Pixels, filmmaker Christopher Columbus‘ love letter to the video games of 1980s, will battle holdovers Ant-Man and Minions for the top spot domestically, since all three are going after families. Pixels hopes to make a bigger mark overseas, where it is debuting day and date in 47 markets.
In North America, the big wild card of the weekend is John Green‘s YA film adaptation Paper Towns. The Fox movie hopes to cross $20 million, but could easily overperform if it energizes its fanbase, young girls.
Last summer, The Fault in Our Stars debuted to a stunning $48 million for Fox and Green. However, that book was more popular than Paper Towns, while the film adaptation of Fault boasted a bigger star in Shailene Woodley. Like Fault, Paper Towns, starring Natt Wolff and Cara Delevingne, cost a modest $12 million to produce.
Pixels, costing $90 million to make after rebates, hopes to appeal heavily to families, but is targeting all demos.

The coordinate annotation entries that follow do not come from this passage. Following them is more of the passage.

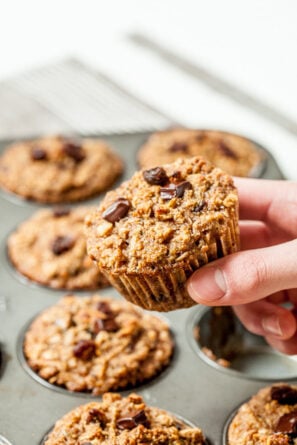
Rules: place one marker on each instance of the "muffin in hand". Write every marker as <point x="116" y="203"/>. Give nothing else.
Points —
<point x="151" y="233"/>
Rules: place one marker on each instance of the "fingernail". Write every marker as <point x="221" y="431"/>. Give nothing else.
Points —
<point x="271" y="325"/>
<point x="207" y="285"/>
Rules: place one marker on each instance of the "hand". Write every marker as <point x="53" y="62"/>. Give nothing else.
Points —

Sony co-financed with LStar Capital and China Group, with Sandler’s Happy Madison and Columbus’ 1492 Pictures producing.
In the movie, aliens attack earth using 1980s videogames as the mode of their attacks, including PAC-MAN, Donkey Kong, Centipede, Galaga, Frogger Q*bert and Space Invaders. Sandler stars alongside Kevin James, Peter Dinklage and Josh Gad. They play a group of men who who haunted video arcades as kids, and now have to test their skills for real. Michelle Monaghan plays a specialist who supplies them with weapons.
The weekend’s third new nationwide offering is director Antoine Fuqua‘s boxing drama Southpaw, starring Jake Gyllenhaal as a boxer who finds success with the gloves on but is having major issues in his personal life. Rachel McAdams, Rita Ora, Forest Whitaker, Naomie Harris and 50 Cent co-star. The script was written by Sons of Anarchy creator Kurt Sutter.
Southpaw is expecting to open in the low-teens, a solid start for the adult-skewing drama. The Weinstein Co. co-financed and produced the movie, which cost under $30 million to make.